Monday, April 30, 2012

A few words about ConcurrentHashMap

There is a popular belief that, because ConcurrentHashMap is part of the java.util.concurrent package then it is designed to deal with multi-threading only. However, ConcurrentHashMap also has quite a useful property that I will exploit in this post, without mentioning multi-threading at all.

Let's start with the following code:

import java.util.Map;
import java.util.HashMap;

public class HashMapTest {
 // creates a map with the keys from an array and
 // initializes the values with zero 
 public static Map<String, Integer> prepareMap(String[] arr) {
  Map<String, Integer> map = new HashMap<String, Integer>();
  for (String str : arr) {
   map.put(str, new Integer(0));
  }
  return map;
 }

 // updates the map, i.e. increases the values by one
 public static void updateMap(Map<String, Integer> map) {
  for (String str : map.keySet()) {
   Integer i = map.get(str);
   map.put(str, new Integer(i.intValue() + 1));
  }
 }

 // prints the map content
 public static void printMap(Map<String, Integer> map) {
  for (String str : map.keySet()) {
   System.out.println(str + " -- " + map.get(str));
  }
 }

 static public void main(String[] args) {
  String[] arr = {"A", "B", "C", "D", "E", "F", "G", "H"};

  Map<String, Integer> map = prepareMap(arr);
  printMap(map);
  updateMap(map);
  printMap(map);
 }
}

Nothing complicated, we generate a map and process it within the updateMap method.
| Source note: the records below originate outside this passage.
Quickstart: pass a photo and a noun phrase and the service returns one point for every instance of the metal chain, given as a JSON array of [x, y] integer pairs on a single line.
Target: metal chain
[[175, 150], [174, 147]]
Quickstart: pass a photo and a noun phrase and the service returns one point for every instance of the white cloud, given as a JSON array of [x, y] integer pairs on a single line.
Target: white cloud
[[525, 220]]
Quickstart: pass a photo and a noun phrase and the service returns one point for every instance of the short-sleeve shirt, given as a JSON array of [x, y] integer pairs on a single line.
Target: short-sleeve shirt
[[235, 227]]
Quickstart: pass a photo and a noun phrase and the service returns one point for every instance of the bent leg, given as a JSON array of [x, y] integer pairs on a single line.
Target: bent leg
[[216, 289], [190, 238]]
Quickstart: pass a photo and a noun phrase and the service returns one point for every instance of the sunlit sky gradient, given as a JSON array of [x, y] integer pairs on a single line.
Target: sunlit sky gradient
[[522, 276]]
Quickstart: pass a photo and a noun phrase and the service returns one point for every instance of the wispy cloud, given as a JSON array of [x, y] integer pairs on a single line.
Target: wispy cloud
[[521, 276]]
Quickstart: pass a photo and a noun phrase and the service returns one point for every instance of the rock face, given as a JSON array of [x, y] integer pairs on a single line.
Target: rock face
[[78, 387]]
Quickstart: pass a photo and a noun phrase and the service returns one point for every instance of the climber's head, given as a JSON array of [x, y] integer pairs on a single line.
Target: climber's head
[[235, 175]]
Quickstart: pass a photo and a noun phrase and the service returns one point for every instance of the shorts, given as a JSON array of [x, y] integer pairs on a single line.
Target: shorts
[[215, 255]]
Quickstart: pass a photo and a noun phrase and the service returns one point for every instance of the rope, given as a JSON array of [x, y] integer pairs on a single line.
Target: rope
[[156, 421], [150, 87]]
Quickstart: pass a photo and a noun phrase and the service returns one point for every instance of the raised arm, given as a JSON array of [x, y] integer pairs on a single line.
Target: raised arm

Everything works fine at this point. However, let's imagine that we need a slightly more complicated processing of the map, e.g. if we encounter the key "C", then we need to add a new entry to the map, something like this:

 // updates the map, i.e. increases the values by one
 public static void updateMap(Map<String, Integer> map) {
  for (String str : map.keySet()) {
   Integer i = map.get(str);
   map.put(str, new Integer(i.intValue() + 1));
   if (str.equals("C")) {
    // we have a special case, let's treat it
    map.put("C1", new Integer(0));
   }
  }
 }

Now, when we execute the updated code, it fails (run time) with the following exception:

Exception in thread "main" java.util.ConcurrentModificationException
        at java.util.HashMap$HashIterator.nextEntry(Unknown Source)
        at java.util.HashMap$KeyIterator.next(Unknown Source)
        at HashMapTest.updateMap(HashMapTest.java:19)
        at HashMapTest.main(HashMapTest.java:55)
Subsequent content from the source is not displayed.